I say: "Yeah, we're not bad. Need some practice though. Still a bit raw." There's a sort of gasp - maybe he does have asthma? "Do you want to go?" he asks. "I thought we might talk about what it's like, playing with the band?"

He speaks hushed, almost in a whisper - as if we are sharing a conspiracy. "I can't leave my friends, there's nothing to say, the Manics are just ordinary," I reply. "I don't agree," he says. "It's special." He stares hard, like confronting an imposter. "Raw? The drive, the energy. I'm not sure you understand. They can't lose that." I say I'll tell Nick and Richey asks where he is. When I say he is in washing his hair, he thinks I am taking the p***. WE rejoin the others and they ask him about university. Richey says the other students are scum and says he has no friends there.

Someone asks if there is much studying. "Not that much," he replies. "There's Yanks on the course, they work all the time, have to. They still get c*** grades because they're thick as s***. Can't cope. Don't have the background, I mean, like our A levels. They must have the worst education in the world." Richey doesn't mention his own achievement. Everyone knew about his brilliant A level results - straight A grades. After the pub we all end up at the chippy. Richey asks for only a diet drink. James is with some friends outside and Sam, his girlfriend and my best mate, rush over to him. He joins our group. Richey tags along close to James, but they don't seem to know each other.

There's no greetings, but you can see Richey wants James to notice him. We walk to our friend Louise's house. She has invited us back because her parents are away. It's a big posh house but at the gate Richey says: "I'll be getting back. I don't think James wants me to come in." "What?" says Sam. "He hasn't even noticed, can barely bloody see," she says, referring to James' shortsightedness and refusal to wear glasses.

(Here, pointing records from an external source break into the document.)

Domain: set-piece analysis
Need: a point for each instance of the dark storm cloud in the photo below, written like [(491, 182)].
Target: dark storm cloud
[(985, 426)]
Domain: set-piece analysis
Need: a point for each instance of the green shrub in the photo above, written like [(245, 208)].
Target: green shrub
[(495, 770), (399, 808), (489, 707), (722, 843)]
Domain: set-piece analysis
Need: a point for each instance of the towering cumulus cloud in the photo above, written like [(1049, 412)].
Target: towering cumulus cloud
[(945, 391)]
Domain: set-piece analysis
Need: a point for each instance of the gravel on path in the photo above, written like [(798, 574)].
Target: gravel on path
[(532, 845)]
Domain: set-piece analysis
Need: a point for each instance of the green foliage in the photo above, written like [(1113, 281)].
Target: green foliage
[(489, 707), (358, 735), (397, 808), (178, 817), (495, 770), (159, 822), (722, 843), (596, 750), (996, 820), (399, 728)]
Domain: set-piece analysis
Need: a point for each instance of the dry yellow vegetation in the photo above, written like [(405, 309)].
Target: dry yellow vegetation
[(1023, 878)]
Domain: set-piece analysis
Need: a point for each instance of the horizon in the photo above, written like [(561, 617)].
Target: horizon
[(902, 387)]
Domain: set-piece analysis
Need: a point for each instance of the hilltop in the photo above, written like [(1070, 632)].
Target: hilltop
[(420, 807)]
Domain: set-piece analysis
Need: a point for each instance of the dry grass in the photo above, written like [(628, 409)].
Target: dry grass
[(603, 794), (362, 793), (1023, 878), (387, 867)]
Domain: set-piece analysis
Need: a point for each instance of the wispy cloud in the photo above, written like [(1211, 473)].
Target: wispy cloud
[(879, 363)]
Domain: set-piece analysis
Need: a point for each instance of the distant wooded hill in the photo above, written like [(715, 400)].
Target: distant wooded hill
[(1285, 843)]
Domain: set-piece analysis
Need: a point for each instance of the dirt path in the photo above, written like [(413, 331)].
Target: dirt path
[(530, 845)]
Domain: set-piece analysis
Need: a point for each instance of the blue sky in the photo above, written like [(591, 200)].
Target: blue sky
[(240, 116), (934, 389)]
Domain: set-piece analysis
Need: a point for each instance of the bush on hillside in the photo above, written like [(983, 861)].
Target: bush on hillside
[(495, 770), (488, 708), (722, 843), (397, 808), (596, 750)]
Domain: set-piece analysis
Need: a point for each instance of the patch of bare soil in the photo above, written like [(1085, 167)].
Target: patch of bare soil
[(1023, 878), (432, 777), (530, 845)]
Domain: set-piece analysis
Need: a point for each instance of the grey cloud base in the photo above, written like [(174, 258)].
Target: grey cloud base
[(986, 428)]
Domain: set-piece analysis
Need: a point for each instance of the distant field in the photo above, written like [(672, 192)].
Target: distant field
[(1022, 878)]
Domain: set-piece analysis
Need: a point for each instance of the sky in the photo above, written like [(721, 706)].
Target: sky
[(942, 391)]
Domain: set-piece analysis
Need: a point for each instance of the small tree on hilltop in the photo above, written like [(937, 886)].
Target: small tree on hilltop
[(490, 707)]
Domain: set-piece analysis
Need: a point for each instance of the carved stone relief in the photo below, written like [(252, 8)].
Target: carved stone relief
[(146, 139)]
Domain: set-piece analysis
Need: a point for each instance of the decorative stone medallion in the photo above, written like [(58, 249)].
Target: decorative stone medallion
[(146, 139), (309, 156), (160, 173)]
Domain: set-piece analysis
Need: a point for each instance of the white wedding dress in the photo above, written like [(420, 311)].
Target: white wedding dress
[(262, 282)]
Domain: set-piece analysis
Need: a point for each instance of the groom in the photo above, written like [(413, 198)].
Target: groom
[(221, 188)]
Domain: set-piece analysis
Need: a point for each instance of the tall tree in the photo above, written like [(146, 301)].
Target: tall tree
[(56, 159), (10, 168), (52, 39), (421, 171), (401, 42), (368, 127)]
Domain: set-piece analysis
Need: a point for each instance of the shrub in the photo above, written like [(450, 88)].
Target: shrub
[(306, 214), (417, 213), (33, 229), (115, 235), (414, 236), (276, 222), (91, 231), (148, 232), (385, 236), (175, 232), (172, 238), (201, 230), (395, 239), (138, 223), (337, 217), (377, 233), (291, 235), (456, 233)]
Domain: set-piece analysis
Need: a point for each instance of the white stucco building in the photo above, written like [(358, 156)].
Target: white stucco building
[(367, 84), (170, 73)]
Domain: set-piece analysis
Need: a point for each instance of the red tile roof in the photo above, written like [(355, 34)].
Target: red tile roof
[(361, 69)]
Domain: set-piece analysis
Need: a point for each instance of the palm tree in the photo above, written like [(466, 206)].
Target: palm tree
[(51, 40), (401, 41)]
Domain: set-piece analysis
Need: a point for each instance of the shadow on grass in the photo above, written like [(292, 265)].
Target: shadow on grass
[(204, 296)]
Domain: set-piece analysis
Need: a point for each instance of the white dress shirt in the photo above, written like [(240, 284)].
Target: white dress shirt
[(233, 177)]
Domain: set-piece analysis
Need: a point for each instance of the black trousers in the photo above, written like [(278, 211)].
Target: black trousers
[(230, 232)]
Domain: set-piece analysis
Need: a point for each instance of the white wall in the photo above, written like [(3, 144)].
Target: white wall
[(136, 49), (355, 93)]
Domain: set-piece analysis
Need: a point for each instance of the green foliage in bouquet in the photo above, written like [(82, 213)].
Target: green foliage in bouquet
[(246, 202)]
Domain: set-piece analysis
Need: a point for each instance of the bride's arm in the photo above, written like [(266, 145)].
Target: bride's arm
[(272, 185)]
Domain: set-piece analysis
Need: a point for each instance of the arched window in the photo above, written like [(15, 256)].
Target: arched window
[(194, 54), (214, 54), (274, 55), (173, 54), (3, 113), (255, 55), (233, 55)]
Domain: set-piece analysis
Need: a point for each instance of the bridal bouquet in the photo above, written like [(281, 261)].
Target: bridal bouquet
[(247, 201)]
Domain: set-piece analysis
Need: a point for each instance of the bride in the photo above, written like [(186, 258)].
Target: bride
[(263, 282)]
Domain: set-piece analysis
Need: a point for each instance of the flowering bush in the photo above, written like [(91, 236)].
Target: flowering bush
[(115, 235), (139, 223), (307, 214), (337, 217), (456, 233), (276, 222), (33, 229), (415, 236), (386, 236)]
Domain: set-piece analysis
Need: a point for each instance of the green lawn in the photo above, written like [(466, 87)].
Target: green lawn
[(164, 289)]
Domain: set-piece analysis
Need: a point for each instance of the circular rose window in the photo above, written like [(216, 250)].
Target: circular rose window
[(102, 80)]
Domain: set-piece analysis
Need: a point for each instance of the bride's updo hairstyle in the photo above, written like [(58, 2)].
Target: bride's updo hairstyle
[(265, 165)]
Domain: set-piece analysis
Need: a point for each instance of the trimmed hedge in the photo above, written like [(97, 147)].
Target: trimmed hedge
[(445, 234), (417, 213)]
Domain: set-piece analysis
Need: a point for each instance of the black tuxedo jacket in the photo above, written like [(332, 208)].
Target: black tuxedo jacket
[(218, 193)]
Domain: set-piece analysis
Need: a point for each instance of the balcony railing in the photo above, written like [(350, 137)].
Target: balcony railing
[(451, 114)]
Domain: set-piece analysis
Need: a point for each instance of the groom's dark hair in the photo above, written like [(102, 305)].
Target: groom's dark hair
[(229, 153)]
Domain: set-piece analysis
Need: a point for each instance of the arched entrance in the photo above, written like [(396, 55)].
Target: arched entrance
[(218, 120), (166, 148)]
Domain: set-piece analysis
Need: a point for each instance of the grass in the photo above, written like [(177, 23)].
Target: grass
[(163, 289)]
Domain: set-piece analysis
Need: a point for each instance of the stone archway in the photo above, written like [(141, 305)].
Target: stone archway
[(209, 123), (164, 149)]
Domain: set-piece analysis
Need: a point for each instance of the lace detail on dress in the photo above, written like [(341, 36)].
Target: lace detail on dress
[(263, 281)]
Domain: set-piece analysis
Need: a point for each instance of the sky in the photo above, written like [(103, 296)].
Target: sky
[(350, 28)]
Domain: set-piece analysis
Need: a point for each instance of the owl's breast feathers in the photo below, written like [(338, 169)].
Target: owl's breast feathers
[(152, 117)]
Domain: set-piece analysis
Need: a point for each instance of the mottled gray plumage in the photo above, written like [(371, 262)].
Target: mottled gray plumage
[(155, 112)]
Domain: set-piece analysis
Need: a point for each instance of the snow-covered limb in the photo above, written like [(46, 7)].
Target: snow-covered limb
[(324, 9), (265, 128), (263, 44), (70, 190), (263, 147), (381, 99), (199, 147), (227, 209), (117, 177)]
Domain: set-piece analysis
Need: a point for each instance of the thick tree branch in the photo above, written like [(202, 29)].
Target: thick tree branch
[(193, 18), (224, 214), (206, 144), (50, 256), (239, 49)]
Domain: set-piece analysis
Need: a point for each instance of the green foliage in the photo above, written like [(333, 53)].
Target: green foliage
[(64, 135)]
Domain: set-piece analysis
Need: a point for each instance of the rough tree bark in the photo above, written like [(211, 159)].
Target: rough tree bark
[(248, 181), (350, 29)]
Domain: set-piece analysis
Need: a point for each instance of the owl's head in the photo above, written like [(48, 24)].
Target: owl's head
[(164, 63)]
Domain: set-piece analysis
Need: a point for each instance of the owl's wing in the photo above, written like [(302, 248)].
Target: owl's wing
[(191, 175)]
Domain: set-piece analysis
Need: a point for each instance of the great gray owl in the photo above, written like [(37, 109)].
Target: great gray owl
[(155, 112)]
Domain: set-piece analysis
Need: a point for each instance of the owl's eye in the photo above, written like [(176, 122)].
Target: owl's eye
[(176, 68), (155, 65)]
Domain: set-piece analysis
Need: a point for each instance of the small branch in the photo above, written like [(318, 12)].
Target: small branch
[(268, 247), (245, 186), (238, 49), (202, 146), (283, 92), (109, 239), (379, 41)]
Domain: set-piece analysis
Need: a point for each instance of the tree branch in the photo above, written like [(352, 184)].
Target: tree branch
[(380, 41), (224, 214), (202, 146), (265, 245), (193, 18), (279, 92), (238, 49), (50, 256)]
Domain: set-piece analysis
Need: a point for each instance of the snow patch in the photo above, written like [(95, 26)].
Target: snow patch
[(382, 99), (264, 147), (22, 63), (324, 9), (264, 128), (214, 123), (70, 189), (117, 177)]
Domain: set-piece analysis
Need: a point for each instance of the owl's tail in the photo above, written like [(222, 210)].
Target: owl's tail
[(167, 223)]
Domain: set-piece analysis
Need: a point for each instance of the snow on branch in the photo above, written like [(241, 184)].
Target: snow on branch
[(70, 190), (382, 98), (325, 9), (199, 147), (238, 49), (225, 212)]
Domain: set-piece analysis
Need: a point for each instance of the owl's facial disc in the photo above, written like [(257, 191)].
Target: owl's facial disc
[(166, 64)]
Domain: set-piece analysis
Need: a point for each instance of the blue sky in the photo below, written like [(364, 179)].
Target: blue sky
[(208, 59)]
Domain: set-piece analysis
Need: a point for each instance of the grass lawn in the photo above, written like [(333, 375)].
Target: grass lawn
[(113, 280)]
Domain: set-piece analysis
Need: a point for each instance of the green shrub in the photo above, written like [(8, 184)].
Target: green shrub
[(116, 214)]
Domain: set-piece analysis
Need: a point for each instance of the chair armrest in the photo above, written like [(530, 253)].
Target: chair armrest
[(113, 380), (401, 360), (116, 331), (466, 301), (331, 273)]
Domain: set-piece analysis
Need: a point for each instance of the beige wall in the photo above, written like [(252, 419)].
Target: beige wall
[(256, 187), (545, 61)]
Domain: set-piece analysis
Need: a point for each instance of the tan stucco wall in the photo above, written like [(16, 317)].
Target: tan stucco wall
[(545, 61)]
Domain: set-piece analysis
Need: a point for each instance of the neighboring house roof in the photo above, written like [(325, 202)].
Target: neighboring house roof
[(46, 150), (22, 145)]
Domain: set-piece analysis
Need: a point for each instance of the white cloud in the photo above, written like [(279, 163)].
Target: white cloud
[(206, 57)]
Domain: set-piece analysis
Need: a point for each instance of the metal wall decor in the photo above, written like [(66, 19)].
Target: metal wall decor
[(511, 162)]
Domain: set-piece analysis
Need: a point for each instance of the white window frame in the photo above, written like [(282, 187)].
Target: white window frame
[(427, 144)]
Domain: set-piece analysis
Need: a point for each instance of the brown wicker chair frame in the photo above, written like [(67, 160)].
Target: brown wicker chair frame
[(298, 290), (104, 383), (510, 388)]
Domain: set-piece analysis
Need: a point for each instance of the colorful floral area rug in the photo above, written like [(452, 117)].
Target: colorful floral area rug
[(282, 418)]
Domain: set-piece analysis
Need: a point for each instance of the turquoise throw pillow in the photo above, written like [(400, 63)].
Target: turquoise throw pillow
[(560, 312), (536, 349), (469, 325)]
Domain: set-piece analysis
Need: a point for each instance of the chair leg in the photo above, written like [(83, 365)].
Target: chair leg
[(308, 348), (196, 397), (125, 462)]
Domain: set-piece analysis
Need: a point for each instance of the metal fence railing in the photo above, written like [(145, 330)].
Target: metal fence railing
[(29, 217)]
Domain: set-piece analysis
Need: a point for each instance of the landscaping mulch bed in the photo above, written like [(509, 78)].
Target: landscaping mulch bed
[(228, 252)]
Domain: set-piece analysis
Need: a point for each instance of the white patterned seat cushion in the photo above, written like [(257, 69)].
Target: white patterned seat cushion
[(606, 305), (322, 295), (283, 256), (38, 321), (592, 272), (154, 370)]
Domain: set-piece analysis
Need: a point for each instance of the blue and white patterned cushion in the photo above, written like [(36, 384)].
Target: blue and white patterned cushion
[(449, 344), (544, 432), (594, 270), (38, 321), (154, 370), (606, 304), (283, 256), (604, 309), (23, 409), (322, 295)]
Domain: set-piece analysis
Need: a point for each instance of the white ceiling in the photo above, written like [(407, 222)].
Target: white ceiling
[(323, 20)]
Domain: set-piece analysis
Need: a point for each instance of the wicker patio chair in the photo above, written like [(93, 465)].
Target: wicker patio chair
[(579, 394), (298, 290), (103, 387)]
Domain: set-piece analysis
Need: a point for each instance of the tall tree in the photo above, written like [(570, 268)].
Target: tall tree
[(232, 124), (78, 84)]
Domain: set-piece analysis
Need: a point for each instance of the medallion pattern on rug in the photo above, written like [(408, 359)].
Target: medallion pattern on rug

Richey leaves and Sam tells me later that was just as excuse on Richey's part. She says: "He don't like this house." I respect Richey, he's straight. James adores Louise really. But he said if you get rich with Thatcher, you were a crook. "Before that bitch Louise's parents had nothing. But her father had a taxi during the miners' strike, got a fortune taking scabs," he adds Life went on with Nick at university. He had promised to write, but only did once. James had become more morose since he left and wouldn't tell me about any communications with Nick. In his letter, Nick said he was bored, lectures didn't stimulate him and he hadn't made any friends.

He doesn't ever write to me again. Around Christmas Sam told me he had left Portsmouth for Swansea University. Easter 1988. Nick has been back in Wales for a couple of months, but hasn't got in touch. A late Friday afternoon I bump into Richey in the Crosskeys College canteen. He'd left years ago why the hell does he keep returning? He's reading a poem about how being rich and buying a rocket ship would be no fun if it wasn't action-packed.

He writes KAPOW in felt tip across the poem and asks for hot water and lemon at the counter. The server says it's a popular drink with skinny girls who think they are fat and Richey shouldn't have it. He tells her it cleanses the body. He writes a slogan, 'White trash on speed thrills', in big capitals, on a sheet of paper. He says: "I am giving them a hand, doing posters and fliers. "I don't play, just design posters. I lug equipment, do whatever, heavy stuff.

"It's hard carting it around so I offer to give a hand." The Manics have cut me off. Sean and James still speak, but it is like I was never part of the set up. James sent a demo tape to Cardiff's Red Dragon radio station and a local kid who heard it persuaded the Manics to let him be their manager. He got them gigs in dives but their pay didn't cover the transport. Then one day in the tiny audience at the Square Club in Cardiff, was a bloke from London who said he had connections and that they could be big. He asked about the beautiful kid with thin wrists struggling to carry the amps.

He said he should be part of the line-up. The others pointed out Richey couldn't play a note and as far as they could tell, was tone deaf. "So what? He looks the part.. give him a go," the man is reputed to have said. And that was the incident that made Richey a Manic.